Looking ahead, the analysts expect robust FX liquidity from both foreign and local sources, driven by strong market confidence, to continue supporting naira stability in the near term.

Looking ahead, analysts expect headline inflation to ease further in July, supported by a moderation in both food and core inflation components.

“Specifically, we anticipate the slowdown in food prices to be supported by improved market supply from early green harvests and the relative stability of the naira, which is expected to reduce pressure on imported food prices. Similarly, core inflation is projected to remain broadly stable, supported by a reduced exchange rate pass-through effect and steady energy prices,” they said.

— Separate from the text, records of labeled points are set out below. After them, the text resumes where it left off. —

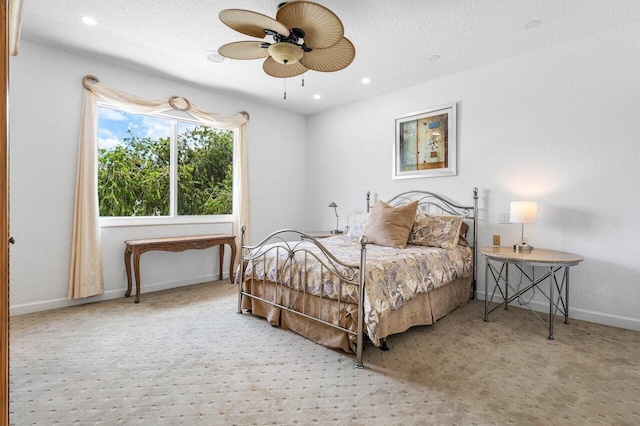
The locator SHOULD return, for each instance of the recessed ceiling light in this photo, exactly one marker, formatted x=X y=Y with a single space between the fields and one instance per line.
x=532 y=24
x=89 y=20
x=214 y=56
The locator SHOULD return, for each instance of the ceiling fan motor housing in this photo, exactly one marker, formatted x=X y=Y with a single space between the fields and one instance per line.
x=285 y=52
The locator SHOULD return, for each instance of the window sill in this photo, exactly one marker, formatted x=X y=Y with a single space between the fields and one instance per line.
x=114 y=222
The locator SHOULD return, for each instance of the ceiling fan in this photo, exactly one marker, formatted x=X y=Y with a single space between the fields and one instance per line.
x=306 y=36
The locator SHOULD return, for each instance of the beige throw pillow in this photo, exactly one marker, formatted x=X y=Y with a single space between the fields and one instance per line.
x=436 y=230
x=390 y=226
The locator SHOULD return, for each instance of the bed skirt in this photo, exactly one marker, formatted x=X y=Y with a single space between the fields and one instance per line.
x=424 y=309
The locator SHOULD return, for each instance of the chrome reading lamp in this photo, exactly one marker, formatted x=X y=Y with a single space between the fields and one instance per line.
x=523 y=212
x=335 y=209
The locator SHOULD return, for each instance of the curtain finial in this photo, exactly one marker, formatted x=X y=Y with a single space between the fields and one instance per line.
x=86 y=78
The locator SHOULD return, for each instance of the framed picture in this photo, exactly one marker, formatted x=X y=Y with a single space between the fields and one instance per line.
x=425 y=144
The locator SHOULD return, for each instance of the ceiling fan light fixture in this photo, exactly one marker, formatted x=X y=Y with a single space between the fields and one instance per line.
x=285 y=53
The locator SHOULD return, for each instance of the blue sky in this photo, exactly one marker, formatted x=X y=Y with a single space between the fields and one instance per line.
x=113 y=125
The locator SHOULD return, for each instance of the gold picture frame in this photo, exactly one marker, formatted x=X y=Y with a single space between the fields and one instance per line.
x=425 y=143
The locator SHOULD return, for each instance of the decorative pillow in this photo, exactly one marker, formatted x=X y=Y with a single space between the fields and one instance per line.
x=356 y=229
x=390 y=226
x=436 y=230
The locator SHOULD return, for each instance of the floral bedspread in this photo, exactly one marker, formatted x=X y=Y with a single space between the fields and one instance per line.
x=393 y=276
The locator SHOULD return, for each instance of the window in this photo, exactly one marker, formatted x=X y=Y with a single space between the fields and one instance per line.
x=162 y=166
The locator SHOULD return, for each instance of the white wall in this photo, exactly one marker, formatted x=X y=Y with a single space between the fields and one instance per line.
x=45 y=106
x=559 y=126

Multiple FX sources activated

The CBN under Cardoso is cultivating multiple FX sources to increase dollar inflows, boost dollar access to manufacturers and retail end users.

From moves to improve diaspora remittances through new product development, the granting licenses to new International Money Transfer Operators (IMTOs), implementing a willing buyer-willing seller FX model, and enabling timely access to naira liquidity for IMTOs, the apex bank has simplified dollar-inflow channels for authorized dealers and other players in the value chain.

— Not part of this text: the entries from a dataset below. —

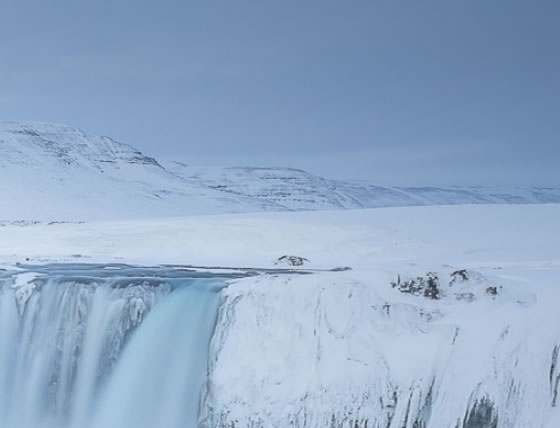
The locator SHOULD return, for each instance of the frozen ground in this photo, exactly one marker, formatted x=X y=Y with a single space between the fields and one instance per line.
x=350 y=348
x=51 y=172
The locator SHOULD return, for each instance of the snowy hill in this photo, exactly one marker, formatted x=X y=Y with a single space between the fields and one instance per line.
x=299 y=190
x=52 y=172
x=56 y=172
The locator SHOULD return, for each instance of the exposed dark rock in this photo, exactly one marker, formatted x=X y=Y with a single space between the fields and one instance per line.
x=481 y=415
x=427 y=286
x=493 y=291
x=292 y=260
x=460 y=274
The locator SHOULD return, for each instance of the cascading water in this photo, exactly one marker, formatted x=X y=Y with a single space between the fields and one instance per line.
x=103 y=350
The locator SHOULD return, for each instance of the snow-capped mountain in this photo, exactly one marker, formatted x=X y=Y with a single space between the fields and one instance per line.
x=299 y=190
x=56 y=172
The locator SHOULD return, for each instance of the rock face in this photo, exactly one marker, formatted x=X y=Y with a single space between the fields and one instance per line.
x=298 y=190
x=56 y=172
x=53 y=172
x=328 y=351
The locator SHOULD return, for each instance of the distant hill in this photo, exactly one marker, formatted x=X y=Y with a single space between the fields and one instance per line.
x=52 y=172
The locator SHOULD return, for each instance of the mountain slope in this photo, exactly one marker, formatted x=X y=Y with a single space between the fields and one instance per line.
x=56 y=172
x=51 y=172
x=299 y=190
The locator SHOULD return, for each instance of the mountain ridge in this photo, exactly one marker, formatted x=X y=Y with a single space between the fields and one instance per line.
x=57 y=172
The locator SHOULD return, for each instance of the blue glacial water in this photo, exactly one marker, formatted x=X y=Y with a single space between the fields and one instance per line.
x=104 y=346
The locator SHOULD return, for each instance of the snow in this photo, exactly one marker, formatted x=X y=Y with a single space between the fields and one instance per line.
x=348 y=347
x=316 y=347
x=56 y=173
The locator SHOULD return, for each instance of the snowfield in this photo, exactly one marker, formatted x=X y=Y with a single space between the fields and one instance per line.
x=448 y=317
x=51 y=172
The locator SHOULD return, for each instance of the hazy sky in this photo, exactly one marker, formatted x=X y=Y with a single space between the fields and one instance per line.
x=400 y=92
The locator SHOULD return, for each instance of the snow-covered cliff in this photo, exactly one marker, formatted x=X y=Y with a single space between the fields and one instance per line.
x=331 y=351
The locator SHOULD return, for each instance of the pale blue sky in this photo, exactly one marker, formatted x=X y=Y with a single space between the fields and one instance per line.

The move has led to substantial accretion to the gross FX reserves and supported the stability of the naira. Given that FX inflows to the economy are strategic in achieving monetary and fiscal policy stability, the CBN under Cardoso puts in a lot of efforts in attracting more inflows into the economy.

Diaspora remittances to Nigeria, estimated at $23 billion annually remain a reliable source of forex to the domestic economy. There are also other sources and policies that are being explored by the apex bank to keep dollar inflows coming.

The CBN’s initiatives have supported continued growth in these inflows, aligning with the institution’s objective of doubling formal remittance receipts within a year.

The remittances in the economy is expected to increase based on CBN’s ongoing efforts to bolster public confidence in the foreign exchange market, strengthen a robust and inclusive banking system, and promote price stability, which is essential for sustained economic growth.